Listen to an audio recording of a two-part oral history interview of Norfolk attorney William T. Mason, Jr. in March 2008. Transcripts below.

March 5, 2008

March 12, 2008

Mason was interviewed by Dr. Cassandra Newby-Alexander, Professor of History at the Norfolk State University, at the offices of the Robinson Law Group in Norfolk.

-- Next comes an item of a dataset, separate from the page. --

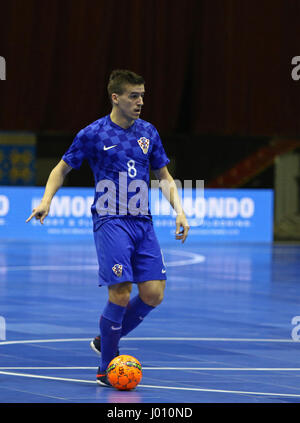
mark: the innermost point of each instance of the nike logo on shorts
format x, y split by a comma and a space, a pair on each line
109, 147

Mason talks about his parents’ background in Trinidad and Pennsylvania, his childhood growing up in Norfolk and New York City, and his education at Virginia Union University, Colby College, and Howard University Law School. He discusses his father’s work as an insurance salesman and real estate broker in Norfolk, his mother’s career as a social worker, and his mother’s volunteer work to improve housing and education in segregated Norfolk. In discussing his father’s career, he talks about discrimination in lending and the development of the L and J subdivision in Virginia Beach. In discussing his mother’s career, he talks about the community they enjoyed in New York City, his mother’s work in the National Council of Negro Women in New York and Virginia, her work organizing the Women’s Interracial Council in Norfolk, her efforts to bring attention to the housing shortage in Norfolk after World War II, and her work to support students when the Norfolk schools were closed due to massive resistance. He also discusses the work of civil rights attorneys Oliver Hill and others in the Norfolk area during the 1940s. Toward the end of the interview, Mason discusses the context of his appointment to the U.S. Attorney’s Office for the Eastern District of Virginia and his work there, which included school desegregation cases. He concludes the interview by talking about attorneys Leonard W. Holt, E.A. Dawley, and Joseph A. Jordan, civil rights litigation in Norfolk during the 1970s and 1980s, and his relationship with Norfolk State University president Lyman Beecher Brooks.

Mr. Mason died on February 1, 2023. See House Resolution no. 347 (2023) for a memorial resolution in appreciation of his life.